Born eighteen days after the outbreak of the Iran-Iraq War in 1980, Garous Abdolmalekian is one of the most prominent figures in Iran’s contemporary literary landscape. He has had an enormous influence on the new generation of Iranian poets addressing the dramatic social changes under way in the country. The author of six award-winning books and an editor at a leading publishing house in Tehran, Abdolmalekian has become a pivotal voice among poets in Iran determined to convey the inner life of their country and the  stifled songs emerging from the silence in which they came of age.

While the force in many of Abdolmalekian’s poems is political, his approach to them is fabulist. In “Border,” he brings the blasts of a battle into the sheets of a couple’s bed.
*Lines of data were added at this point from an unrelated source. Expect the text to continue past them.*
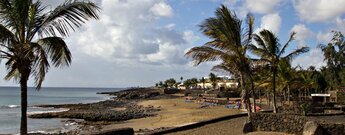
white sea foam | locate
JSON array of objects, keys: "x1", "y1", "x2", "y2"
[
  {"x1": 28, "y1": 108, "x2": 69, "y2": 115},
  {"x1": 0, "y1": 105, "x2": 20, "y2": 109},
  {"x1": 8, "y1": 105, "x2": 20, "y2": 108}
]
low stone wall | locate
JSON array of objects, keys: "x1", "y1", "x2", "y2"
[
  {"x1": 148, "y1": 113, "x2": 248, "y2": 135},
  {"x1": 251, "y1": 113, "x2": 307, "y2": 134},
  {"x1": 251, "y1": 113, "x2": 345, "y2": 135},
  {"x1": 320, "y1": 123, "x2": 345, "y2": 135},
  {"x1": 91, "y1": 128, "x2": 134, "y2": 135}
]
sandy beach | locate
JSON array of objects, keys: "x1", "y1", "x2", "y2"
[{"x1": 99, "y1": 94, "x2": 240, "y2": 131}]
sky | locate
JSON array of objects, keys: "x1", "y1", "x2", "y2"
[{"x1": 0, "y1": 0, "x2": 345, "y2": 88}]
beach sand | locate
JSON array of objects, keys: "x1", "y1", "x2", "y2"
[{"x1": 99, "y1": 97, "x2": 240, "y2": 131}]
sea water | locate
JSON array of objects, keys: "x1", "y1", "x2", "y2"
[{"x1": 0, "y1": 87, "x2": 121, "y2": 134}]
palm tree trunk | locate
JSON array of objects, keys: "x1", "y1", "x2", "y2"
[
  {"x1": 240, "y1": 73, "x2": 251, "y2": 121},
  {"x1": 272, "y1": 67, "x2": 277, "y2": 113},
  {"x1": 287, "y1": 85, "x2": 290, "y2": 103},
  {"x1": 20, "y1": 72, "x2": 30, "y2": 135},
  {"x1": 259, "y1": 89, "x2": 262, "y2": 104},
  {"x1": 248, "y1": 74, "x2": 256, "y2": 112},
  {"x1": 266, "y1": 90, "x2": 271, "y2": 107}
]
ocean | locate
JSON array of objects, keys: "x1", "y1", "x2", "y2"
[{"x1": 0, "y1": 87, "x2": 122, "y2": 134}]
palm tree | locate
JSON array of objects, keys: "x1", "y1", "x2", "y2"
[
  {"x1": 249, "y1": 30, "x2": 309, "y2": 113},
  {"x1": 0, "y1": 0, "x2": 99, "y2": 135},
  {"x1": 277, "y1": 60, "x2": 296, "y2": 101},
  {"x1": 186, "y1": 5, "x2": 254, "y2": 117},
  {"x1": 209, "y1": 73, "x2": 218, "y2": 89}
]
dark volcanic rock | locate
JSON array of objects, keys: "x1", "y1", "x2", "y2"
[
  {"x1": 98, "y1": 88, "x2": 163, "y2": 99},
  {"x1": 29, "y1": 101, "x2": 159, "y2": 121}
]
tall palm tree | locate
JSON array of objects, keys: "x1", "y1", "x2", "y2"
[
  {"x1": 209, "y1": 73, "x2": 218, "y2": 89},
  {"x1": 249, "y1": 30, "x2": 309, "y2": 113},
  {"x1": 0, "y1": 0, "x2": 100, "y2": 135},
  {"x1": 186, "y1": 5, "x2": 254, "y2": 117},
  {"x1": 277, "y1": 60, "x2": 296, "y2": 101}
]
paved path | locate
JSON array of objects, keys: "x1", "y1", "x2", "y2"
[{"x1": 168, "y1": 117, "x2": 288, "y2": 135}]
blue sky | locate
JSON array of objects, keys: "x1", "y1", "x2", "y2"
[{"x1": 0, "y1": 0, "x2": 345, "y2": 87}]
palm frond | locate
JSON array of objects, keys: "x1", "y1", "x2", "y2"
[
  {"x1": 283, "y1": 47, "x2": 309, "y2": 60},
  {"x1": 185, "y1": 46, "x2": 224, "y2": 65},
  {"x1": 278, "y1": 32, "x2": 296, "y2": 57},
  {"x1": 35, "y1": 0, "x2": 100, "y2": 36}
]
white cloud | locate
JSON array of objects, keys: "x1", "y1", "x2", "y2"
[
  {"x1": 243, "y1": 0, "x2": 280, "y2": 14},
  {"x1": 183, "y1": 30, "x2": 200, "y2": 43},
  {"x1": 255, "y1": 13, "x2": 282, "y2": 34},
  {"x1": 290, "y1": 24, "x2": 314, "y2": 40},
  {"x1": 290, "y1": 24, "x2": 315, "y2": 47},
  {"x1": 292, "y1": 48, "x2": 326, "y2": 69},
  {"x1": 316, "y1": 32, "x2": 333, "y2": 44},
  {"x1": 63, "y1": 0, "x2": 188, "y2": 64},
  {"x1": 293, "y1": 0, "x2": 345, "y2": 22},
  {"x1": 335, "y1": 17, "x2": 345, "y2": 32},
  {"x1": 150, "y1": 2, "x2": 173, "y2": 17}
]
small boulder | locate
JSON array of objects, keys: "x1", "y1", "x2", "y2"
[
  {"x1": 303, "y1": 121, "x2": 323, "y2": 135},
  {"x1": 243, "y1": 121, "x2": 253, "y2": 134}
]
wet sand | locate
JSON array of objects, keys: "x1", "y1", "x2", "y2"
[{"x1": 103, "y1": 97, "x2": 240, "y2": 131}]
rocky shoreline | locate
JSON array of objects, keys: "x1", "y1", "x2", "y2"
[{"x1": 29, "y1": 88, "x2": 172, "y2": 134}]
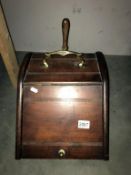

In “Bits of Darkness,” a man shot the day before continues hoping to be released into another sunrise, though he’s been dead for twenty-four hours. In Abdolmalekian’s poems, even the dead go on hoping for intimations of a kinder world. Yet his images never retreat into any kind of easy, blind escape from reality. Instead, they chart the difficulty of not just accepting but prevailing over unspeakable violence and loss. His sensorial images flip the private into the political with a deceptively subversive subtlety and also with startling intimacy. An injured veteran begs his mother to change his diapers. An unspoken death manifests in the dust circulating in a room, aching to be kissed. The political impetus in an Abdolmalekian poem is never evoked directly. Rather, it is left to flow quietly, powerfully, beneath the poem, the unseen groundwater of each speaker’s life.